The Dragons came to bat in the ninth down 6-3 after Beloit had scored three in the top half.

“We were definitely feeling down,” said Mejias-Brean, an eighth-round draft pick in 2012. “I’m not going to lie, it was a bad inning, especially when you came into it tied.

“I was just trying to keep the inning alive, maybe get a pop fly and score a run.”

Instead, the former University of Arizona standout provided perhaps the most dramatic finish in franchise history.

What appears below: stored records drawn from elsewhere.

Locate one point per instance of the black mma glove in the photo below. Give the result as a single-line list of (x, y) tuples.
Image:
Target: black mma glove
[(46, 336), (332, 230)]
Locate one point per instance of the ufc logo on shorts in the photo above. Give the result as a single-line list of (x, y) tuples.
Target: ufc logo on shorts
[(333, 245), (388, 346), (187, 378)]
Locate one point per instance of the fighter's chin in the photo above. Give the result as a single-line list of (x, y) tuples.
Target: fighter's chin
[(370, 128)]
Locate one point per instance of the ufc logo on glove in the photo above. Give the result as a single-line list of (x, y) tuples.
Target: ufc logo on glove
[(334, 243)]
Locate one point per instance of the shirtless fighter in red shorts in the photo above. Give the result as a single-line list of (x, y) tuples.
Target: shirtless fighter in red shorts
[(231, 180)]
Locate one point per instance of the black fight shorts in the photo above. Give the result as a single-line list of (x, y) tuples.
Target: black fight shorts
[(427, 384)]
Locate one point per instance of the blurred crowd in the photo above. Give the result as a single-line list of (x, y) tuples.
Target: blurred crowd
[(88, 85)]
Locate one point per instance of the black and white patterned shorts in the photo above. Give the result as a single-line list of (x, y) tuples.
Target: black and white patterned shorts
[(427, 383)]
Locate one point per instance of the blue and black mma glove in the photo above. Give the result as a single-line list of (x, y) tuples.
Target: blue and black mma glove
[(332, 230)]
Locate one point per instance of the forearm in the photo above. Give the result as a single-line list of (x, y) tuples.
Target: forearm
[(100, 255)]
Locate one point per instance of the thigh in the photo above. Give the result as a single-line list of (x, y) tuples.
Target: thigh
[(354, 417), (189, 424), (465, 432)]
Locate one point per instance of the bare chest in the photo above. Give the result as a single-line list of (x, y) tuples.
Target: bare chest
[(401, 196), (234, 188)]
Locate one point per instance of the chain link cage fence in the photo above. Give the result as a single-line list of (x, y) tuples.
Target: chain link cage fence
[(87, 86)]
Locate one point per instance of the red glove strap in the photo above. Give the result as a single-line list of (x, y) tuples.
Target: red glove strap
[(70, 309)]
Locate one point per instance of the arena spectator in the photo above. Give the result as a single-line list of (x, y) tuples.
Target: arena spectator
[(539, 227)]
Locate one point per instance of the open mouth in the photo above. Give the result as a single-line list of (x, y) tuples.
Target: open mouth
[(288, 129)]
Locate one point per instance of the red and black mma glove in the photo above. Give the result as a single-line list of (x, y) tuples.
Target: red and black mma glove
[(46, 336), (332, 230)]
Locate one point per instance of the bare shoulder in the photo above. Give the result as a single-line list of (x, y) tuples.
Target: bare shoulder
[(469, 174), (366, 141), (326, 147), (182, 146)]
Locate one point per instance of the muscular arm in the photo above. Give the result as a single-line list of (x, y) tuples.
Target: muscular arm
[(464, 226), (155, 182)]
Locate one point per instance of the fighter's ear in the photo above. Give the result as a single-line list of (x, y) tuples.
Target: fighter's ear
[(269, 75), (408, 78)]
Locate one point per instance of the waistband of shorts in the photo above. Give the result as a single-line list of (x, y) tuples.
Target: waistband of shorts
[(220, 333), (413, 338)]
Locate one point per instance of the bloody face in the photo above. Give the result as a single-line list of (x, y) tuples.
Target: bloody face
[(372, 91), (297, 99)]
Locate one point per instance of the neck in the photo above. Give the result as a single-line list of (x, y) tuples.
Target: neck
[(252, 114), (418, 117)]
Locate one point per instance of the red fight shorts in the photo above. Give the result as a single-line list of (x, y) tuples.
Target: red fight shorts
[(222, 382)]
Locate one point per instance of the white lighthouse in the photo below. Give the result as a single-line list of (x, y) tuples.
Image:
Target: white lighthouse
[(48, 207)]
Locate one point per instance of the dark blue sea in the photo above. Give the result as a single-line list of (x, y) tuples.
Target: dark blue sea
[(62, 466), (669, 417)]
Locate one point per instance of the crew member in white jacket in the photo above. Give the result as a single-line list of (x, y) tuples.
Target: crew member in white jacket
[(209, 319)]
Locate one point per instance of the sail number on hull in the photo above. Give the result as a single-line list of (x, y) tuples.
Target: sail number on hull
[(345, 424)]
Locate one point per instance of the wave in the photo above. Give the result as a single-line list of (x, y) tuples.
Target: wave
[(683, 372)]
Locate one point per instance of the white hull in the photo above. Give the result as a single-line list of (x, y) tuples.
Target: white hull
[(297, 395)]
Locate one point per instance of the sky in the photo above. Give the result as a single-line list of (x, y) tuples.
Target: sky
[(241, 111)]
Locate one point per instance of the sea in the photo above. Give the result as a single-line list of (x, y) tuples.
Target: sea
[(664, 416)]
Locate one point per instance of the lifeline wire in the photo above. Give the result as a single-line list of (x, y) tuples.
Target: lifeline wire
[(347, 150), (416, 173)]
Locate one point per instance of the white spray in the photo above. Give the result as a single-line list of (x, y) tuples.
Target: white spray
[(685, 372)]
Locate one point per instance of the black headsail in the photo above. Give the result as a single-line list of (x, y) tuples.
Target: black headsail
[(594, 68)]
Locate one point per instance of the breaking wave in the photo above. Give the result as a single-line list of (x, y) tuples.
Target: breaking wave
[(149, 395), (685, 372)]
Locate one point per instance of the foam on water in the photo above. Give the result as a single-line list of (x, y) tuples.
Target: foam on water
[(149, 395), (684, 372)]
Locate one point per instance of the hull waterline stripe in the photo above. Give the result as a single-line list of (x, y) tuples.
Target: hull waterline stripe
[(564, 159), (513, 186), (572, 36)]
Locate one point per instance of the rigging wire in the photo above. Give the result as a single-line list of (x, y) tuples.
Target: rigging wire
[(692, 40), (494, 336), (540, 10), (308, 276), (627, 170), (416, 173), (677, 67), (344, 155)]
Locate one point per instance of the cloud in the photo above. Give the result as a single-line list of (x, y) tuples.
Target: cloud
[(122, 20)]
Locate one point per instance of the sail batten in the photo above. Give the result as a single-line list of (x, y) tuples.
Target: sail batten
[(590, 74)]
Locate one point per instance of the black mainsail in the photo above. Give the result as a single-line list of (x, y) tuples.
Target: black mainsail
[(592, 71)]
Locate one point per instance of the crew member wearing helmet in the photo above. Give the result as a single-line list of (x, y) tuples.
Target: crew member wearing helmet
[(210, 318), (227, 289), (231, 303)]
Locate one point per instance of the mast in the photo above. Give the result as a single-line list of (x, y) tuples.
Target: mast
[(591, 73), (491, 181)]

Outfielders John Wooten and Dayton Alexander leaped against the wall, but the ball was ricocheting off the safety fance by the time Mejias-Brean was headed toward second. He then sprinted home as teammates poured out of the dugout in celebratory frenzy. Jesse Winker dunked him with a half-full jug of Gatorade, and he got an embrace from Sammy Diaz.

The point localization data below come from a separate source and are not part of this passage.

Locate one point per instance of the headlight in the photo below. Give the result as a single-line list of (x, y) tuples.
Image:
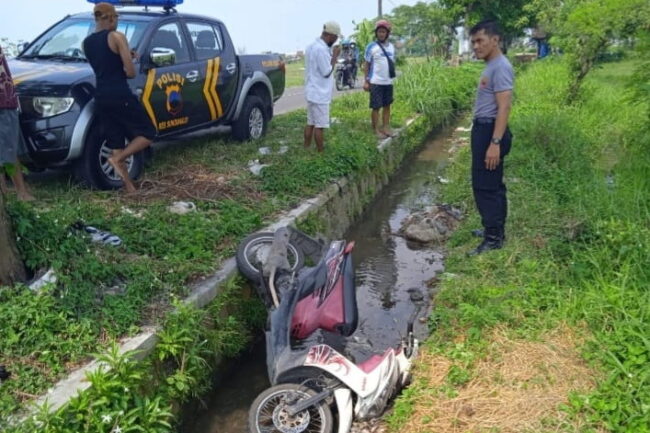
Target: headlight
[(46, 106)]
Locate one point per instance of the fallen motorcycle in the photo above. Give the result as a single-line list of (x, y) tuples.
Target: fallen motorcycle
[(309, 378)]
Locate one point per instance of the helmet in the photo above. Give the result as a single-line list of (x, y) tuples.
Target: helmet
[(383, 23)]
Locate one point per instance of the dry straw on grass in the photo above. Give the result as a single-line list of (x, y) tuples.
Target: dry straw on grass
[(192, 182), (518, 386)]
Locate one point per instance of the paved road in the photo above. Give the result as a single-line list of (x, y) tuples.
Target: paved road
[(292, 99)]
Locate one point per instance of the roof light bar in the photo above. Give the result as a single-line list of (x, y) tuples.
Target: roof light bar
[(159, 3)]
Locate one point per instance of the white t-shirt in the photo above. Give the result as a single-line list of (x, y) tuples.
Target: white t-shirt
[(378, 72), (318, 73)]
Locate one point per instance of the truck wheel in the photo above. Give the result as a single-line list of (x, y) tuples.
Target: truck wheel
[(93, 168), (253, 120)]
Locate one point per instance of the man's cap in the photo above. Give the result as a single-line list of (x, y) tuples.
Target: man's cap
[(332, 27), (104, 8)]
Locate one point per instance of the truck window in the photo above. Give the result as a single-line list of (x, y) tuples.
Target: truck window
[(66, 38), (169, 36), (206, 40)]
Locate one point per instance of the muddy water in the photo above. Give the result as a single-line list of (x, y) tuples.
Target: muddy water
[(393, 285)]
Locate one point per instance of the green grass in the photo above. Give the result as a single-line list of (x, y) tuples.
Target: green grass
[(578, 243), (295, 75), (107, 292)]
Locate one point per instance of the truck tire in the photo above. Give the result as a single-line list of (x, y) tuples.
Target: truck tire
[(93, 169), (253, 120)]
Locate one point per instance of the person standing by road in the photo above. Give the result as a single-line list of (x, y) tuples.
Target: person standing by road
[(491, 139), (379, 71), (320, 60), (11, 137), (119, 110)]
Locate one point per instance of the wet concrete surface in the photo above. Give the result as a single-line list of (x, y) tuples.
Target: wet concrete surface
[(393, 280)]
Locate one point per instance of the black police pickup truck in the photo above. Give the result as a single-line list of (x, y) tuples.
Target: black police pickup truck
[(189, 78)]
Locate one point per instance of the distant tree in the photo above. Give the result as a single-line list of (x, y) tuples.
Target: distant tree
[(425, 28), (514, 16), (585, 28)]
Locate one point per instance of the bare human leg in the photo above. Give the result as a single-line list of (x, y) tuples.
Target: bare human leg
[(385, 114), (3, 183), (117, 160), (309, 133), (319, 138), (374, 118)]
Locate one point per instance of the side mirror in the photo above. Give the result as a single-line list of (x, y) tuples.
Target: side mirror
[(21, 47), (162, 56)]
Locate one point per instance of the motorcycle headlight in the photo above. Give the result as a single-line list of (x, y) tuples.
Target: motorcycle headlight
[(47, 106)]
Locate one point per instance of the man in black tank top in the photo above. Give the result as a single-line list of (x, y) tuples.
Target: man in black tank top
[(120, 113)]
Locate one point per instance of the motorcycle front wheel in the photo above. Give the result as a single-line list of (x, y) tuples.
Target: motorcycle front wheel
[(268, 412), (254, 249)]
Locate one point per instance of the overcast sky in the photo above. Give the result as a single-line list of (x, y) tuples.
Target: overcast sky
[(255, 25)]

The only other walk-off slam in Dragons history was hit by Samone Peters on June 10, 2001, also against Beloit. That one came with one out and the score tied. The last Dragons walk-off homer had been hit by Donald Lutz on Aug. 30, 2011, a solo shot in the 10th.

Mejias-Brean finished 3-for-5 with six RBIs. In his last eight games he is hitting .471, and since May 12 he is batting .332. For the season he is hitting .287 with four home runs and 58 RBIs — not bad after starting the year hitting below .200.

“It’s just confidence,” Dayton manager Jose Nieves said. “The amount of RBIs he has had lately has been incredible.”

Two-sport star arrives: Amir Garrett, a 6-foot-5 left-handed starting pitcher, was promoted from Billings to Dayton on Friday. Garrett was a 22nd-round pick in 2011 and had a $1 million signing bonus. He was a standout basketball player at St. John's and Cal-State Northridge before deciding on a baseball career.

He’s armed with a fastball that has reached 97 miles per hour as well as a healthy dose of potential.

“He has all the tools to be a major-league pitcher,” Nieves said. “He’s a huge add for us. He likes to be out there and face down a challenge and he has a lot of energy.”

Garrett will make his first start today at 7 p.m. when Dayton plays Wisconsin. He will share innings with Jackson Stephens.

Also called up was Joe Housey, a reliever who played in seven games with Dayton earlier this season.